Relative permeability has a significant impact on the understanding of migration and accumulation of hydrocarbons in tight formations as well as on their development. However, estimation of oil-water relative permeability curves through conventional coreflooding methods is difficult due to the low-permeability and high capillary pressure in tight rock. This study aims at providing important theory basis for researching on the development of tight oil and gas reservoir.
In this work, relative permeability curves in tight core were derived from capillary pressure curves using normalization and non-standardized computational methods.

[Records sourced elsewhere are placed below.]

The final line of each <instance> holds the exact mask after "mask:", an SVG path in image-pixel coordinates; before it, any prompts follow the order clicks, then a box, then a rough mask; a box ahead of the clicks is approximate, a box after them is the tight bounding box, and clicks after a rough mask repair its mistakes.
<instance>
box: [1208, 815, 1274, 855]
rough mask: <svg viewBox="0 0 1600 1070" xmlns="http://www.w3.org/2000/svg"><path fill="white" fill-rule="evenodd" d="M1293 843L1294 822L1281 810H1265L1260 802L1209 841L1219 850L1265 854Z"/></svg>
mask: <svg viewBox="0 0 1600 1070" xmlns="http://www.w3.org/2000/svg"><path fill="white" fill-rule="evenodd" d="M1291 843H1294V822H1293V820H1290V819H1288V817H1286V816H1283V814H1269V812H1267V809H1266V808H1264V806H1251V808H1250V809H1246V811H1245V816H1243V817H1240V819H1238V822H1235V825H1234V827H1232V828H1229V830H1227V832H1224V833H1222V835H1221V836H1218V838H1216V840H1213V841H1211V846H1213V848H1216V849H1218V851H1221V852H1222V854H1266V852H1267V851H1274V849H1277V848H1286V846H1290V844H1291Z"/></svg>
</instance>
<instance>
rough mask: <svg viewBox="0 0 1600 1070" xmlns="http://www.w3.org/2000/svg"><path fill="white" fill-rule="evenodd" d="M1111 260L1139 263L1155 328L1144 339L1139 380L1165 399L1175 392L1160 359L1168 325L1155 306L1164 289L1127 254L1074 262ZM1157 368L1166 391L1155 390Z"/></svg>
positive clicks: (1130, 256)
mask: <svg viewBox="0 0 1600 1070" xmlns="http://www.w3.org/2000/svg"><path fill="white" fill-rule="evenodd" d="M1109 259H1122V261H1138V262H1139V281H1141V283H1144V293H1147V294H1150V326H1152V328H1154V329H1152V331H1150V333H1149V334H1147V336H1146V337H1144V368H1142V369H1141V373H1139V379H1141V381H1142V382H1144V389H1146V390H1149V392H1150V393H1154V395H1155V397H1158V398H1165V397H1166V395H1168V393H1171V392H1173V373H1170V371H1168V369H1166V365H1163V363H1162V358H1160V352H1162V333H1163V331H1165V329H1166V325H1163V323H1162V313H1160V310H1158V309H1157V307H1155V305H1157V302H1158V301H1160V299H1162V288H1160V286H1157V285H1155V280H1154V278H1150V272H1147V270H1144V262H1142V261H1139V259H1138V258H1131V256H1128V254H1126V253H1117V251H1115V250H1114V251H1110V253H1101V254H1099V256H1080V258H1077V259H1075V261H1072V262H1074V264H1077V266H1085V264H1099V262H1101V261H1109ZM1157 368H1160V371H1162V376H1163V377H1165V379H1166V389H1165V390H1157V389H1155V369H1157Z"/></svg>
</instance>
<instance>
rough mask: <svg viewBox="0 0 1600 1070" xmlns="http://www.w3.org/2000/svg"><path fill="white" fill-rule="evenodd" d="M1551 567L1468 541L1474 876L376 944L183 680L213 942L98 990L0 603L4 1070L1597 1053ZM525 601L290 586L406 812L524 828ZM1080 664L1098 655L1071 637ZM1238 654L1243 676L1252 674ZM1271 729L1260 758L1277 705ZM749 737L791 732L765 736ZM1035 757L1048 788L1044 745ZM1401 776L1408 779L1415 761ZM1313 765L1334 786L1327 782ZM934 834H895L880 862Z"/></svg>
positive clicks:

The relationship in tight rock yields high-quality correlation coefficients, typically of the order of 0.95. This is interpreted here to indicate good fractal behavior, particularly for nanopores. Fractal dimension D ranges from 2.5362 to 2.7399 in this study. The larger value of D represents smaller pore size and more complicated pore structures. The connate water saturation from theoretically derived relative permeability curves for tight cores can reach a value as high as 60–80% and the two-phase flow area is narrow. The total effective permeability is low and the two-phase flow process is complex.
The drainage capillary pressure curve actually reflects the process during which the non-wetting phase displaces the wetting phase, thus the derived relative permeability curve for oil-water system should be comparable to the results from coreflooding experiments of oil displacing water. The calculated permeability curves are in good agreement with data obtained from the laboratory experiments, and can be especially applied to reservoir simulation work of the migration and accumulation of hydrocarbon in tight rock.
Tight oil is an alternative resource to conventional resource, which is widely distributed in China and other countries in the world. Tight oil refers to the oil that accumulates in source rocks as free or adsorbed substance, or the oil that accumulates in tight sandstones and carbonates adjacent to source rocks. Generally, this tight oil accumulation does not necessarily experience migration [1]. Tight oil which is mostly accumulated in the nano-sized pore-throats exhibits complicated flow behavior and is mainly driven by abnormal high pressure. Tight oil distributes pervasively and continuously in tight strata of source and reservoir rocks.